Muss wirklich jede Show weitergehen?
Wenn der Lappen hochgeht, schlägt jedes Theaterhasenherz höher. Und wenn dann auch noch eine Show über die Bühne geht, bei der jeder praktisch alles ausprobieren und bislang ungeahnte Talente vorführen darf, dann kennt der Spaß keine Grenzen. Schnell sprang der Funke vom Varieté-Flair auf der Bühne aufs Publikum im Parkett über, als im Bielefelder Stadttheater die Show!, eine groß angekündigte, konzertierte Aktion von Tanz und Schauspiel, Premiere feierte.
Eine Trompete glitzert an der Rampe. Ein Mikrophon steht bereit. Durch den roten Samtvorhang lugt im grellen Scheinwerferkegel Billie Banane (Schauspieler Georg Böhm), Direktor und Conférencier der Schau. Aufgemotzt wie ein Clown gestikuliert er beim Entrée wie Grog & Co. Gut verstehen kann man allerdings nicht, was er zu verkünden hat. Da hilft Übersetzerin Ayumi (die quirlige Tänzerin Saori Ando) leider auch nicht viel; denn ihre Muttersprache ist japanisch. Das allerdings spricht sie mit hochdramatischen Akzenten, Witz und graziösester Mimik und Gestik. Voilà: der unbestrittene Publikumsliebling ist gekürt, bevor alle anderen sich brav mit einem kurzen, meist eher dürftigen Varieté-Nümmerchen vorstellen konnten. Da lässt der Zauberer ein Tüchlein verschwinden, der Messerwerfer traut sich nicht auf die Drehscheibe mit seinem feisten Lehrmeister Leo (Oliver Baierl) zu zielen. Endlos lange und immer wieder schwingen sich viele auf den Kronleuchter, schwebt die fliegende Arabella (Tänzerin Elvira Zuñiga Porras) vom Schnürboden herab, tanzt Püppchen Olympia (Noriko Nishidate), kommt Seiltänzer Phil (Kenan Dinkelmann) hingegen nicht zu Potte. Die beiden dramatischen Damen Helena (Nicole Lippold) und Kassandra (Laura Maria Hänsel) sind meist fehl am Platz oder gar im Weg.
Das bunte Varieté-Treiben wirkt recht dilettantisch. Auf Ah- und Oh-Erlebnisse wartet man vergebens. Was vielleicht witzig gemeint ist oder als Parodie eine Chance haben könnte, kommt sehr bemüht über - abgesehen von Saori Andos Eskapaden und dem melancholischen Marionettengeschlenker von Tänzer Tommaso Balbo als bizarrer „ewiger Narr" Jacques. Ein Musikantenquartett unterhält anfangs mit Tuba, Akkordeon, Klarinette und Trommel.
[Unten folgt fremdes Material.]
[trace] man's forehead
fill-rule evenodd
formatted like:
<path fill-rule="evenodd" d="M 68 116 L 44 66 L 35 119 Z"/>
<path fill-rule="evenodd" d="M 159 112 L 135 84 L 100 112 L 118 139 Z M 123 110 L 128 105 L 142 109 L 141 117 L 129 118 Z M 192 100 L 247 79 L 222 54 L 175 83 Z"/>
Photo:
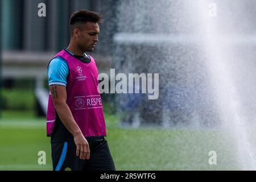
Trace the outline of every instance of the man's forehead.
<path fill-rule="evenodd" d="M 100 27 L 97 23 L 86 22 L 84 27 L 84 29 L 89 31 L 97 31 L 100 32 Z"/>

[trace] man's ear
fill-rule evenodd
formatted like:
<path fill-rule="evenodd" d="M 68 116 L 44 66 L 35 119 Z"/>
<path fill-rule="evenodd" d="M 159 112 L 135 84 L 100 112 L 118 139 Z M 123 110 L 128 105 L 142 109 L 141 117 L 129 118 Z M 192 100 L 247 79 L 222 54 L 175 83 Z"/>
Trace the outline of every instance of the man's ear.
<path fill-rule="evenodd" d="M 80 35 L 80 32 L 79 31 L 79 29 L 78 28 L 75 28 L 74 30 L 73 31 L 73 36 L 74 36 L 74 37 L 76 39 L 78 39 L 79 38 Z"/>

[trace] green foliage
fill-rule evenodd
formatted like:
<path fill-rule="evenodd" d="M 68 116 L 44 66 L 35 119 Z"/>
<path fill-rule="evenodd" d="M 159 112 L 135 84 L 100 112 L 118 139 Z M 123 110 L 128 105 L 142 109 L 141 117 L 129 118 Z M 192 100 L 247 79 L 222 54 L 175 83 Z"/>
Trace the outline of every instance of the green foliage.
<path fill-rule="evenodd" d="M 2 109 L 9 110 L 34 110 L 35 96 L 32 89 L 3 89 Z"/>

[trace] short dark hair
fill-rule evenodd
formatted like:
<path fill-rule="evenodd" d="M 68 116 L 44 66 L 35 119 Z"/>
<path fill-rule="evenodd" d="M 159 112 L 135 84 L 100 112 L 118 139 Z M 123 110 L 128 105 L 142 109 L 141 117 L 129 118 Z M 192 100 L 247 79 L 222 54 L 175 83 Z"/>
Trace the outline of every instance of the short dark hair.
<path fill-rule="evenodd" d="M 69 20 L 69 27 L 71 33 L 76 27 L 80 29 L 82 28 L 81 25 L 79 24 L 86 22 L 97 23 L 100 25 L 103 22 L 102 15 L 98 13 L 86 10 L 79 10 L 75 11 L 71 15 Z"/>

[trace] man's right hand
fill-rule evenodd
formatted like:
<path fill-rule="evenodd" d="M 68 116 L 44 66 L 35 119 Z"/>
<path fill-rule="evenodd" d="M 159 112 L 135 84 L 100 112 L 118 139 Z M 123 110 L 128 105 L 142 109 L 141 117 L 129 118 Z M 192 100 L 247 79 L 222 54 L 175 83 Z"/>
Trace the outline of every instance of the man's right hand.
<path fill-rule="evenodd" d="M 76 146 L 76 155 L 81 159 L 89 159 L 90 158 L 90 148 L 87 140 L 81 134 L 74 135 L 74 142 Z"/>

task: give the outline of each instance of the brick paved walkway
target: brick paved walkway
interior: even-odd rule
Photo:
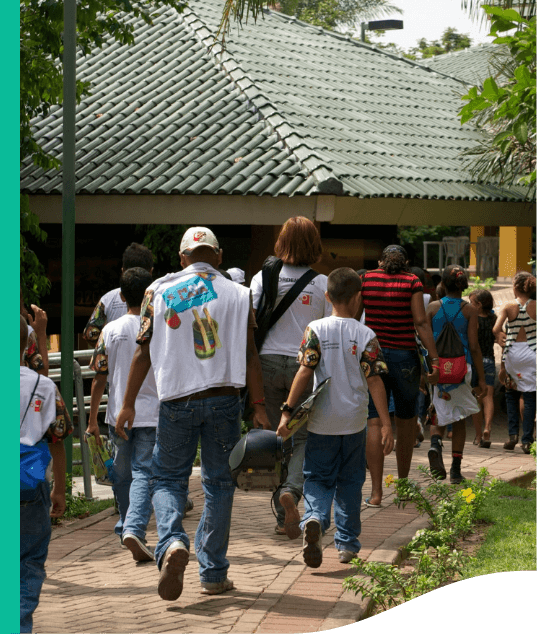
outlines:
[[[507,452],[499,434],[491,449],[466,445],[463,473],[474,477],[482,466],[505,480],[524,477],[534,469],[531,456]],[[496,442],[497,440],[497,442]],[[427,465],[426,441],[415,449],[411,477],[418,464]],[[445,452],[449,456],[449,442]],[[396,475],[395,455],[386,460],[385,475]],[[370,493],[369,479],[364,494]],[[413,505],[404,510],[393,504],[393,491],[382,509],[363,510],[360,537],[362,558],[396,561],[398,548],[425,525]],[[194,510],[185,519],[193,537],[201,516],[203,492],[199,476],[191,478]],[[301,509],[302,510],[302,509]],[[237,491],[229,547],[229,576],[236,589],[213,597],[199,594],[194,554],[186,569],[181,597],[162,601],[157,594],[158,570],[154,563],[136,563],[129,551],[119,547],[113,534],[117,516],[112,509],[54,530],[47,561],[48,577],[34,626],[40,634],[175,632],[180,634],[290,634],[316,632],[352,624],[368,604],[343,593],[342,581],[351,570],[340,564],[333,546],[334,528],[324,539],[321,568],[308,569],[302,560],[301,540],[273,534],[274,517],[269,493]],[[157,534],[152,519],[148,542]]]

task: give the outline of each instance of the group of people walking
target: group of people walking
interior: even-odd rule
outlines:
[[[442,272],[438,290],[443,296],[437,299],[433,293],[424,299],[423,284],[399,245],[386,247],[378,268],[361,275],[349,268],[329,276],[315,273],[321,238],[314,223],[303,217],[283,225],[275,244],[277,266],[273,261],[270,270],[264,267],[252,278],[250,289],[241,283],[243,278],[235,282],[220,268],[223,252],[210,229],[188,229],[179,253],[182,270],[152,281],[151,252],[131,245],[124,254],[120,287],[102,298],[84,333],[95,346],[88,432],[98,443],[98,407],[107,384],[109,390],[106,422],[115,446],[113,479],[120,513],[115,531],[136,561],[156,561],[162,599],[173,601],[181,595],[190,560],[183,518],[192,508],[188,482],[198,442],[205,501],[194,550],[201,592],[219,594],[234,587],[226,556],[235,490],[229,454],[240,439],[245,386],[253,425],[275,432],[292,448],[285,481],[273,496],[275,533],[290,539],[302,536],[304,561],[311,567],[322,563],[322,536],[330,526],[332,504],[339,560],[348,563],[360,551],[366,469],[372,488],[363,503],[378,507],[384,457],[394,447],[390,402],[398,476],[408,476],[425,422],[421,389],[432,401],[427,414],[431,471],[447,477],[443,437],[451,425],[449,477],[452,483],[463,480],[468,416],[476,417],[474,442],[490,446],[494,341],[504,348],[499,378],[509,394],[506,448],[518,442],[522,395],[522,446],[529,450],[536,382],[533,276],[515,277],[517,304],[502,307],[494,319],[488,296],[462,298],[468,279],[457,265]],[[281,303],[285,310],[279,311],[258,350],[256,316],[266,309],[267,284],[276,289],[273,309]],[[292,293],[296,299],[285,304]],[[464,349],[462,379],[452,384],[445,380],[452,361],[437,350],[448,323]],[[25,325],[21,317],[21,443],[23,433],[28,443],[45,434],[61,446],[72,425],[57,389],[43,392],[44,387],[52,389],[49,379],[44,377],[41,391],[32,391],[32,370],[24,361]],[[288,438],[291,412],[327,378],[330,382],[307,426]],[[51,395],[55,406],[38,406]],[[64,462],[61,451],[54,451],[53,494],[58,499]],[[49,504],[45,488],[24,505],[21,499],[21,518],[23,509],[28,518],[37,517],[38,509],[43,514]],[[146,542],[152,511],[159,538],[154,551]],[[50,526],[43,531],[45,546],[36,561],[36,548],[25,531],[21,519],[21,631],[31,632]]]

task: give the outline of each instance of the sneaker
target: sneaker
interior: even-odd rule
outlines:
[[[122,542],[131,551],[134,561],[155,561],[155,555],[147,547],[145,539],[140,539],[132,533],[125,533]]]
[[[339,561],[342,564],[349,564],[358,557],[358,553],[353,553],[352,550],[339,550],[338,553]]]
[[[295,498],[290,491],[284,491],[280,495],[280,504],[285,509],[285,521],[283,528],[289,539],[297,539],[302,531],[300,530],[300,513],[295,504]]]
[[[318,568],[323,562],[322,549],[323,531],[321,523],[310,518],[304,525],[304,540],[302,554],[304,563],[310,568]]]
[[[181,541],[173,542],[162,559],[158,593],[165,601],[175,601],[183,592],[183,577],[190,553]]]
[[[442,445],[431,445],[428,453],[431,475],[437,480],[445,480],[447,476],[444,461],[442,460]]]
[[[228,590],[233,590],[234,588],[235,586],[233,585],[233,581],[231,581],[231,579],[224,579],[224,581],[217,582],[201,582],[201,594],[222,594],[222,592],[227,592]]]

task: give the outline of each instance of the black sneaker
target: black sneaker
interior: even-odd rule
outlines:
[[[429,468],[433,478],[436,478],[437,480],[445,480],[447,472],[444,467],[444,461],[442,460],[442,445],[431,445],[427,455],[429,458]]]

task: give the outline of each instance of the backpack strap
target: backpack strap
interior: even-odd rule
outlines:
[[[461,305],[459,306],[459,310],[455,313],[455,316],[453,317],[453,319],[450,319],[447,316],[446,313],[446,309],[444,308],[444,302],[442,300],[440,300],[440,305],[442,306],[442,310],[444,311],[444,317],[446,318],[446,321],[451,324],[453,321],[455,321],[455,319],[457,319],[457,315],[461,312],[461,310],[466,306],[468,302],[465,302],[464,300],[461,301]]]
[[[306,271],[304,275],[302,275],[294,285],[287,291],[282,301],[278,304],[274,312],[272,313],[268,325],[268,330],[274,326],[274,324],[280,319],[280,317],[285,313],[285,311],[291,306],[291,304],[295,301],[298,295],[306,288],[306,286],[311,282],[312,279],[317,277],[319,273],[310,269]]]
[[[37,381],[35,382],[34,389],[32,390],[32,395],[30,396],[30,400],[28,401],[28,405],[26,406],[26,411],[24,412],[24,416],[22,417],[22,420],[21,420],[21,427],[20,427],[21,429],[22,429],[22,424],[24,423],[24,420],[26,418],[26,414],[28,413],[28,410],[30,409],[30,404],[31,404],[32,399],[34,397],[35,391],[37,390],[37,386],[39,385],[39,379],[40,378],[41,378],[41,375],[38,374],[37,375]]]

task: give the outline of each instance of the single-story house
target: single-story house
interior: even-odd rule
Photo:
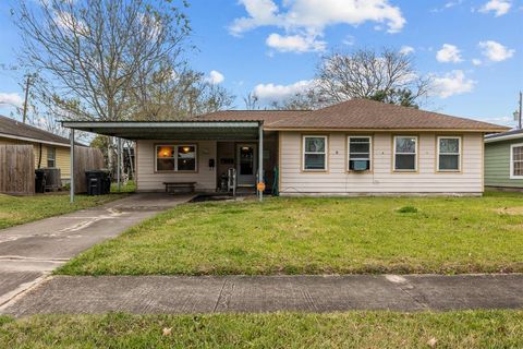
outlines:
[[[523,130],[485,136],[485,186],[523,189]]]
[[[194,182],[280,195],[466,194],[484,191],[484,136],[507,128],[353,99],[315,111],[230,110],[180,121],[63,122],[136,142],[138,191]],[[259,177],[259,176],[258,176]]]
[[[35,169],[59,168],[62,182],[71,177],[69,139],[0,116],[0,144],[31,144]]]

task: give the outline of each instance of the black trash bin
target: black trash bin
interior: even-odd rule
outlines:
[[[47,173],[42,169],[35,170],[35,192],[45,193],[47,184]]]
[[[88,195],[105,195],[111,191],[111,173],[108,170],[85,171]]]

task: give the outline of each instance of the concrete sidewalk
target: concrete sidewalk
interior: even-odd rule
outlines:
[[[212,313],[523,308],[523,275],[105,276],[47,279],[0,312]]]
[[[134,194],[100,207],[0,230],[0,305],[82,251],[191,197]]]

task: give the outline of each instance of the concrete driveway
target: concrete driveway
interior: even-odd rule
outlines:
[[[56,276],[0,308],[34,314],[521,309],[523,275]]]
[[[0,306],[82,251],[191,198],[134,194],[100,207],[0,230]]]

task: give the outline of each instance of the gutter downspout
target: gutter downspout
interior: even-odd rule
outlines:
[[[71,190],[70,190],[70,200],[71,203],[74,203],[74,129],[71,129]]]
[[[40,145],[40,154],[38,155],[38,169],[40,169],[40,166],[41,166],[41,143],[39,143]]]
[[[258,183],[264,183],[264,123],[263,122],[260,122],[258,127]],[[264,201],[263,190],[258,190],[258,200],[259,202]]]

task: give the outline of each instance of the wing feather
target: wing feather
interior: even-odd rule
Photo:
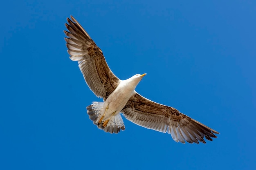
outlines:
[[[105,101],[117,88],[120,80],[108,66],[102,51],[72,16],[67,18],[64,31],[67,52],[72,61],[78,62],[90,89]]]
[[[121,112],[125,118],[144,127],[171,134],[176,142],[205,143],[219,132],[180,113],[175,108],[159,104],[137,93],[132,95]]]

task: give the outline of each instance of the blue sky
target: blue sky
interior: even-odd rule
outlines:
[[[256,3],[129,0],[4,1],[0,11],[0,167],[3,170],[252,169]],[[69,58],[73,15],[124,79],[220,134],[206,144],[124,119],[110,134],[86,113],[101,101]]]

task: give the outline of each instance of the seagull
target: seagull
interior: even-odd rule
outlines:
[[[108,67],[101,49],[72,16],[67,18],[64,31],[67,52],[78,62],[85,82],[103,102],[94,102],[86,107],[89,118],[100,129],[118,133],[125,129],[120,113],[132,122],[171,134],[175,141],[205,144],[212,141],[216,131],[181,113],[172,107],[146,99],[135,91],[146,73],[137,74],[125,80],[119,79]]]

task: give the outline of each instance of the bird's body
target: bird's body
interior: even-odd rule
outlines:
[[[137,74],[125,80],[118,79],[109,68],[101,50],[72,16],[64,31],[68,52],[77,61],[86,83],[103,102],[94,102],[86,108],[89,118],[106,132],[117,133],[125,128],[120,113],[144,127],[171,134],[173,140],[184,143],[205,143],[218,132],[180,113],[177,109],[148,100],[135,88],[146,75]]]

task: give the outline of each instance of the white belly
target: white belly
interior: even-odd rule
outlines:
[[[134,92],[135,87],[134,88],[129,87],[126,85],[124,83],[120,82],[117,88],[104,102],[102,113],[104,113],[108,107],[108,108],[105,113],[104,119],[108,119],[114,113],[113,116],[119,113]]]

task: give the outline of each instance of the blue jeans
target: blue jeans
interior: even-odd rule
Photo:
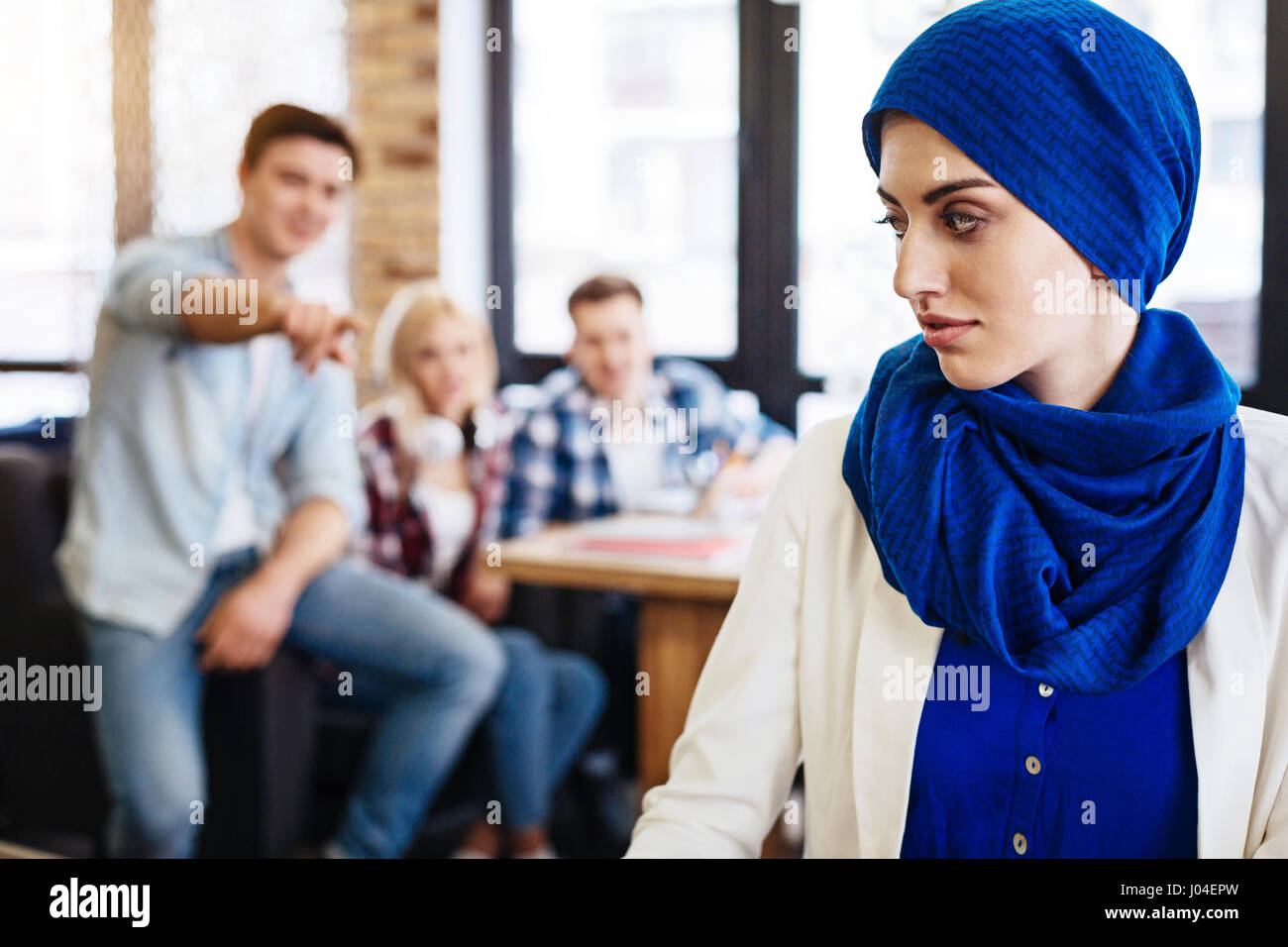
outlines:
[[[483,720],[501,825],[529,828],[550,817],[550,798],[599,723],[604,673],[569,651],[549,651],[531,631],[497,629],[505,647],[501,693]]]
[[[188,857],[206,798],[201,733],[205,675],[194,635],[219,598],[259,564],[231,553],[197,606],[166,638],[90,618],[103,667],[95,732],[111,792],[108,852]],[[358,560],[322,572],[300,595],[286,643],[388,687],[358,783],[335,836],[354,857],[395,857],[496,698],[505,653],[486,625],[440,595]]]
[[[466,792],[480,804],[492,799],[475,794],[495,796],[500,825],[514,831],[549,821],[554,791],[604,711],[608,683],[589,657],[550,651],[531,631],[498,627],[496,636],[506,662],[500,693],[479,727],[487,772],[479,767],[466,773]],[[339,709],[375,710],[389,685],[377,674],[358,673],[359,700],[340,697],[335,688],[323,689],[322,700]]]

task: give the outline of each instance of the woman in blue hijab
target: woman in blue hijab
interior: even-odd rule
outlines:
[[[1146,308],[1184,72],[1094,3],[981,0],[863,140],[921,332],[778,484],[629,854],[755,854],[801,756],[813,854],[1288,854],[1288,419]]]

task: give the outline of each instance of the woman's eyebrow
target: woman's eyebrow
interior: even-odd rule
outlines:
[[[985,180],[984,178],[962,178],[961,180],[949,182],[943,187],[936,187],[934,191],[927,191],[921,196],[921,200],[926,206],[930,206],[933,204],[939,202],[940,200],[943,200],[943,197],[951,195],[953,191],[965,191],[966,188],[971,187],[997,187],[997,184],[994,184],[990,180]],[[880,184],[877,186],[877,196],[885,198],[896,207],[903,206],[902,204],[899,204],[899,201],[894,198],[894,195],[891,195]]]

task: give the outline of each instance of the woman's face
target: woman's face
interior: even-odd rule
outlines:
[[[970,323],[923,331],[948,381],[978,390],[1014,379],[1051,403],[1078,401],[1099,384],[1104,352],[1091,343],[1097,316],[1088,307],[1096,305],[1092,281],[1104,274],[1045,220],[902,112],[885,116],[877,193],[898,241],[894,291],[922,327]],[[1051,281],[1051,294],[1039,294],[1041,281]],[[1088,292],[1081,312],[1069,303],[1078,281]]]
[[[464,320],[435,320],[421,332],[410,367],[425,410],[464,423],[484,371],[478,330]]]

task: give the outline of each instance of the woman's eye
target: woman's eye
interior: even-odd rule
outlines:
[[[899,240],[899,238],[903,237],[903,231],[899,229],[899,224],[903,223],[903,222],[899,220],[899,218],[894,218],[894,216],[890,216],[889,214],[886,214],[880,220],[873,220],[872,223],[875,223],[875,224],[890,224],[890,229],[894,231],[895,238]],[[907,227],[904,229],[907,229]]]
[[[939,215],[942,220],[948,223],[948,229],[953,233],[970,233],[975,229],[979,223],[978,216],[971,216],[970,214],[961,214],[954,210],[949,210],[947,214]]]

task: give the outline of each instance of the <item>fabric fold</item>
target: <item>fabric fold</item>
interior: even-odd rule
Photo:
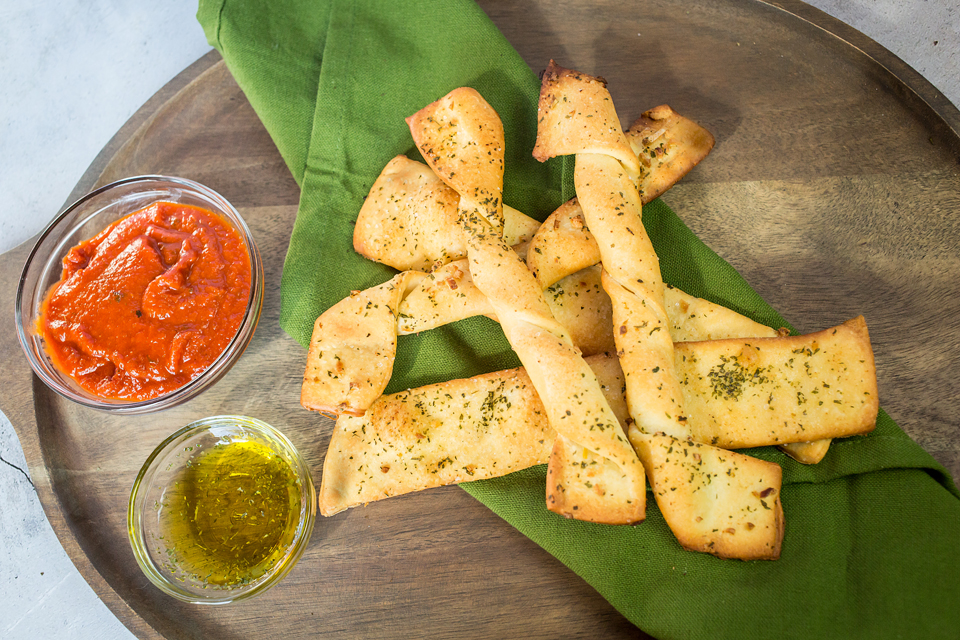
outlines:
[[[404,117],[451,89],[477,89],[503,120],[506,204],[542,220],[574,195],[572,161],[531,157],[537,76],[472,0],[202,0],[198,19],[301,185],[281,325],[303,345],[322,311],[393,275],[353,251],[353,223],[386,163],[418,158]],[[666,282],[789,326],[663,202],[643,222]],[[402,337],[387,391],[517,364],[499,327],[472,318]],[[748,453],[784,469],[773,562],[684,551],[655,508],[636,527],[556,516],[542,467],[462,486],[657,637],[955,637],[960,492],[886,413],[816,466]]]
Später sitzt auf der Hinterbühne eine kleine Combo, ergänzt von Geige und Cello. Das Ambiente könnte aus dem Bielefelder „Trocadero" der 1950er Jahre in den Zuckerbäckerbau neben dem Rathaus transportiert worden sein.
Was die Schauspieler tänzeln, trällern oder rezitieren ist allenfalls Mittelmaß. Was die Tänzer an akrobatischen Kunststücken bieten oder witzeln sollen ist fast schon peinlich. Da hilft es auch nichts, dass die Zwillinge Rose (Johanna Wernmo) und Malve (Isabell Giebeler) schließlich eine Revolte anzetteln und das ganze fahrende Volk zu Demonstranten für „equal pay" mutiert. “The show must go on!" ruft Billie Banane in das Tohuwabohu. Aber da glaubt schon keiner mehr an ein Happy End - weder die im Rampenlicht stehen, noch die im dunkeln Parkett ausharren. Tanztheaterchef Sandroni und Intendant Heicks sind auf eigenem Parkett ordentlich ausgerutscht. In Zeiten eines hochästhetischen und -artistischen Cirque de Soleil oder Cirque Eloize, nach einer Legion hochintelligenter Crossover-Produktionen quer durch alle Theatersparten und Künste sind neue Ansätze, Ideen, Räume und Techniken gefragt.